The debt coverage ratio (DCR) is used to measure cash flow and evaluate whether a business can afford loan payments. DCR is determined by dividing net cash flow from operating income by debt payments. Typically, lenders require a DCR of 1.25 or higher.
Other ways lenders evaluate cash flow is by examining your company’s profit and loss statement or its statement of cash flows. In the P&L, earnings before interest, taxes, depreciation and amortization (EBITDA) is the key figure. In the statement of cash flows, the key figure is cash flow from operating activities. These evaluations consider all of your debt obligations and help a lender determine your ability to repay the debt.
As a small business owner, you are the business, so both your business and personal credit reports will be used to determine your ability to fulfill financial obligations.
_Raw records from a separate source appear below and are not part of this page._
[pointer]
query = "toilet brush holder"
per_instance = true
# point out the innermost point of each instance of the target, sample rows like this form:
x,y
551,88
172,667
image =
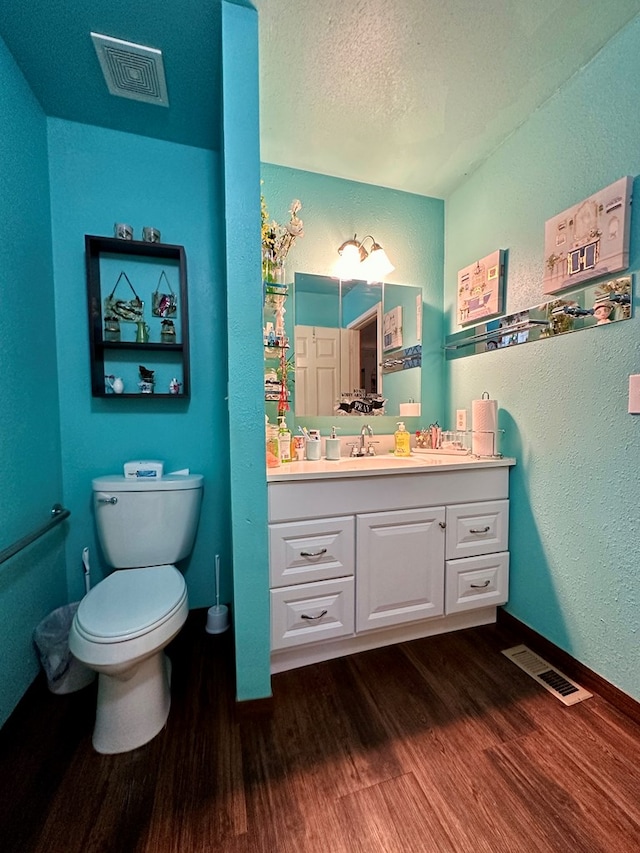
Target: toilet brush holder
x,y
217,619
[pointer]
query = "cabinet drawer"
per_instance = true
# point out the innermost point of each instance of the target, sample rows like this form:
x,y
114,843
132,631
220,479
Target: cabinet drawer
x,y
312,612
476,582
478,528
303,551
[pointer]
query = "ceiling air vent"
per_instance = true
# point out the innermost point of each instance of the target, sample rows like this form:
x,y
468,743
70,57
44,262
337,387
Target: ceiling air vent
x,y
132,70
551,679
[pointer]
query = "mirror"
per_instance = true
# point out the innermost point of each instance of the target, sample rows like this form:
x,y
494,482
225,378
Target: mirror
x,y
351,341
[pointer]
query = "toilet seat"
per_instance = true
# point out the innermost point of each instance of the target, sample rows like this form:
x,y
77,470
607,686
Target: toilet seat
x,y
129,603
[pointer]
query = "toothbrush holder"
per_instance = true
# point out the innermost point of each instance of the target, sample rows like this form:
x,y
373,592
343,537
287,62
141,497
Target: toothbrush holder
x,y
332,448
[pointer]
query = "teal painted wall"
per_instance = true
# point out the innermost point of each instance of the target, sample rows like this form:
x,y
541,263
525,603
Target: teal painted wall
x,y
246,362
575,515
99,177
33,582
411,230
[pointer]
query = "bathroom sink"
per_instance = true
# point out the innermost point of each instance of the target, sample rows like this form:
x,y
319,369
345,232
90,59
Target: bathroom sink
x,y
387,461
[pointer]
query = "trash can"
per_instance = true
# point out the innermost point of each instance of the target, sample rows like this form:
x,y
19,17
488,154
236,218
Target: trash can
x,y
64,673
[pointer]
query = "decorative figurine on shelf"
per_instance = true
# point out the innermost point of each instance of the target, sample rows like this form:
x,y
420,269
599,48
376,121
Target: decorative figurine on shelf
x,y
142,332
167,332
111,329
147,380
114,383
602,312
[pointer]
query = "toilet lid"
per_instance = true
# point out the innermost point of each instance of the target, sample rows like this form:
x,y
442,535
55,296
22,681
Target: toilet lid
x,y
129,601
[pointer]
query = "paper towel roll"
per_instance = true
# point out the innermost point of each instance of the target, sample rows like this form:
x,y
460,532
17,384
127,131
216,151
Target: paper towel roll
x,y
484,424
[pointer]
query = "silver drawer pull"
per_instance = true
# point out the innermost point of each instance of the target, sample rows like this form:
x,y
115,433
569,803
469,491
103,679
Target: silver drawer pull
x,y
314,618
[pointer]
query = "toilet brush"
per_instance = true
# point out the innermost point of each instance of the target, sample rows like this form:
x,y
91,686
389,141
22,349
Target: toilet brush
x,y
218,615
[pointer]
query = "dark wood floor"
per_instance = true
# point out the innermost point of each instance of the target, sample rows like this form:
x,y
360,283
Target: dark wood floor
x,y
435,746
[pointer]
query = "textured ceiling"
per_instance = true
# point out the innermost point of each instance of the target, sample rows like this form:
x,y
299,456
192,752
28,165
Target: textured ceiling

While SBA loans can overcome certain shortfalls in loan credit applications, good personal and business credit is a necessity. On your business credit report, lenders will look at information regarding classification (based on size and creditor payment history), outstanding liens, and pending lawsuits.
In addition to pulling your credit history, lenders will review your company’s financial statements for the past few years to ensure your company’s various financial ratios are on par with industry averages.
Collateral on commercial loans will vary depending on the type of loan. Lines of credit are typically secured by short-term assets, such as accounts receivable and inventory, while equipment loans use the actual financed equipment as collateral. For an owner-occupied loan, in which you seek to be the majority tenant in a workspace, the building you are occupying is used as collateral for the loan.
The first three C’s revolve around hard-and-fast numbers, but lenders also consider a non-financial factors when qualifying potential borrowers: character. This includes your business philosophy, past experience, business savvy, education and work ethic. If you are lacking in the other C’s, this is your opportunity to shine.
If you meet the above criteria, your lender will determine the type of loan that meets your needs within the bank’s risk tolerance and you will be on your way to growing your business.